Returning to the cryptocurrency contract market. Many people use high leverage in pursuit of short-term profits. This is like the person spinning the revolver. You might win 9 times in a row (the gun has no bullet), your account multiplies several times, and you feel like a stock god with a perfect strategy. But this is just survivor bias; you just haven't hit that bullet yet.
Why is it inevitably going to zero? The financial market will always have "black swans" -- that bullet.
Market manipulation, exchange crashes, extreme market conditions. For spot traders, this is volatility; for high-leverage contract traders, this is "catastrophic risk." No matter how much you earned before, as long as there is a risk of "liquidation leading to exit," with an increasing number of trades, going to zero is not a "possibility," but a mathematical "inevitability."
You might think the 1011 coin disaster was an unexpected "black swan," and encountering it was just bad luck or some other objective issue. But in fact, veterans in the crypto space know that the situation during 312 was very similar to 1011, and it was only 5 years apart; newcomers who entered the market after 2020 just haven't experienced it.
This time, most of my friends who traded contracts during 1011 without incident have already been through the baptism of 312 and have psychologically prepared for the worst-case scenario of 312.
The value I gain from Taleb's wisdom is: Do not risk unlimited (catastrophic) risks for limited gains. As long as there is a possibility of "liquidation leading to exit," in the long run, your mathematical expectation is zero. Want to survive in the market? The first principle is not to make money, but to ensure you are never hit by that bullet.
This aligns with my long-standing emphasis on being cautious, not exposing oneself to excessive risk, and not leaving the poker table.
So should retail investors use leverage tools?
Of course, I am not blindly against using leverage.
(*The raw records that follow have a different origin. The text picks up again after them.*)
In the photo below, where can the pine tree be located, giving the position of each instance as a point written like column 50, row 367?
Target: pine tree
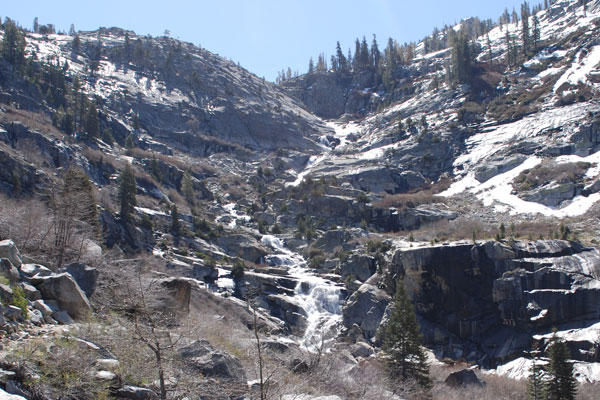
column 127, row 191
column 535, row 383
column 91, row 126
column 187, row 187
column 356, row 65
column 129, row 141
column 375, row 53
column 341, row 60
column 76, row 44
column 536, row 33
column 364, row 53
column 403, row 341
column 391, row 54
column 175, row 220
column 525, row 35
column 462, row 58
column 13, row 44
column 561, row 383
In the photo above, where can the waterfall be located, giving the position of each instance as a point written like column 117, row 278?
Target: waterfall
column 321, row 299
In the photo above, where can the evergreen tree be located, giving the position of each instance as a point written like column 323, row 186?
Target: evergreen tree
column 403, row 342
column 187, row 187
column 13, row 44
column 356, row 64
column 391, row 54
column 91, row 126
column 174, row 220
column 364, row 54
column 349, row 59
column 375, row 53
column 535, row 383
column 129, row 141
column 76, row 44
column 341, row 60
column 127, row 48
column 561, row 383
column 321, row 63
column 334, row 65
column 536, row 33
column 462, row 58
column 525, row 34
column 127, row 191
column 515, row 17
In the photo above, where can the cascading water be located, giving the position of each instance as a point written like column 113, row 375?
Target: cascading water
column 320, row 298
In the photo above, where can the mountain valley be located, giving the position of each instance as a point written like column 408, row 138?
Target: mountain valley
column 266, row 227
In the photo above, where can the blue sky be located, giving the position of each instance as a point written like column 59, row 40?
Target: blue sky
column 264, row 36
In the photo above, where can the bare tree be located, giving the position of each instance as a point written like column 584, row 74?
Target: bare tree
column 150, row 327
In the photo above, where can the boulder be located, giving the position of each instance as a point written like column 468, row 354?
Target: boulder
column 175, row 296
column 465, row 377
column 204, row 272
column 64, row 290
column 9, row 250
column 242, row 245
column 361, row 349
column 203, row 358
column 106, row 376
column 365, row 308
column 13, row 313
column 8, row 270
column 84, row 276
column 44, row 308
column 136, row 393
column 6, row 293
column 7, row 396
column 29, row 271
column 359, row 266
column 553, row 194
column 288, row 310
column 62, row 317
column 36, row 317
column 488, row 169
column 31, row 292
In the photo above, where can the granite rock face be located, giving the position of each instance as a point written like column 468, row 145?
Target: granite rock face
column 489, row 297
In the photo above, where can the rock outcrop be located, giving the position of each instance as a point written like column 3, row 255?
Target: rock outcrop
column 63, row 289
column 202, row 358
column 489, row 297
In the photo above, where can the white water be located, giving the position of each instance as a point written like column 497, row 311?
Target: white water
column 320, row 298
column 233, row 216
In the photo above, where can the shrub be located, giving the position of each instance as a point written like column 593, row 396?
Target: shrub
column 362, row 198
column 20, row 300
column 237, row 270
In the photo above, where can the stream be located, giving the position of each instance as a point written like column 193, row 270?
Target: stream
column 321, row 299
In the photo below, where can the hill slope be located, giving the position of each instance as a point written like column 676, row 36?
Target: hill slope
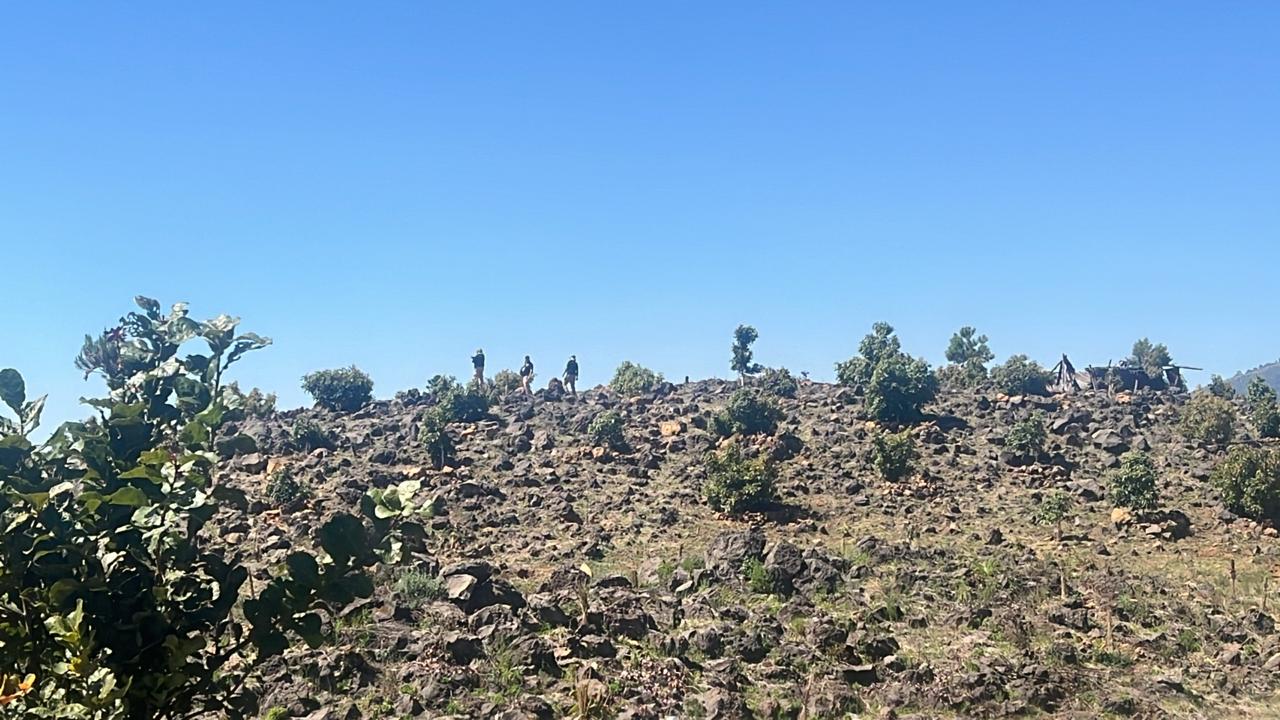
column 1270, row 372
column 937, row 596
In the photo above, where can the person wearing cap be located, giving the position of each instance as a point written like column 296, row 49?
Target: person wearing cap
column 526, row 376
column 571, row 374
column 478, row 363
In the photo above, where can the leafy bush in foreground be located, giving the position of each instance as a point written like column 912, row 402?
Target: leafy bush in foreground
column 778, row 382
column 1133, row 484
column 746, row 413
column 113, row 601
column 255, row 402
column 741, row 361
column 1264, row 411
column 284, row 490
column 343, row 390
column 1208, row 418
column 1248, row 479
column 307, row 434
column 894, row 454
column 631, row 379
column 506, row 382
column 736, row 483
column 1025, row 440
column 606, row 429
column 1219, row 387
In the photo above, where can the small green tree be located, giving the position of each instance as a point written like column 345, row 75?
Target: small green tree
column 1208, row 419
column 896, row 384
column 1151, row 358
column 741, row 361
column 607, row 429
column 1052, row 510
column 631, row 379
column 894, row 455
column 736, row 483
column 899, row 388
column 968, row 354
column 1219, row 387
column 778, row 382
column 1027, row 438
column 1020, row 376
column 1264, row 410
column 1248, row 479
column 343, row 390
column 878, row 345
column 1133, row 484
column 746, row 413
column 434, row 434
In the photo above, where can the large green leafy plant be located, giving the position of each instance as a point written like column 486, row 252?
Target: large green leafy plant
column 115, row 600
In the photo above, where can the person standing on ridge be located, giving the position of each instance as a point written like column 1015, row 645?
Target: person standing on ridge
column 571, row 374
column 478, row 363
column 526, row 376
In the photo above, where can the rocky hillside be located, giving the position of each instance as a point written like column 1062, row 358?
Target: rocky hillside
column 562, row 579
column 1270, row 372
In my view, if there truly exists an opportunity to "risk a 16.7% chance of death for 10 million," many people in reality would be willing to try, as the principal is hard to earn.
The biggest allure of the cryptocurrency market is still the existence of many opportunities to bet small for big returns, and high leverage is one of them. But most retail investors have two main issues:
They won't just pull the trigger once; after surviving the first shot and winning 10 million, they feel like the chosen one and continue to pull the trigger until they hit the bullet.
They lack strict trading discipline, especially regarding stop-losses. Using all their margin without setting stop-losses and not preparing for the worst-case scenario is basically a prelude to going to zero.
Final Summary
In any game with "catastrophic risk," the first thing to consider is whether you can accept the loss in the worst-case scenario (the bullet firing), rather than considering how high the potential gains are.
Risk must be within an acceptable range for you. Treat every contract trade seriously, as if you are pulling the trigger in Russian roulette.
I personally find Taleb's theory quite helpful, and if you have time and interest, you can read it.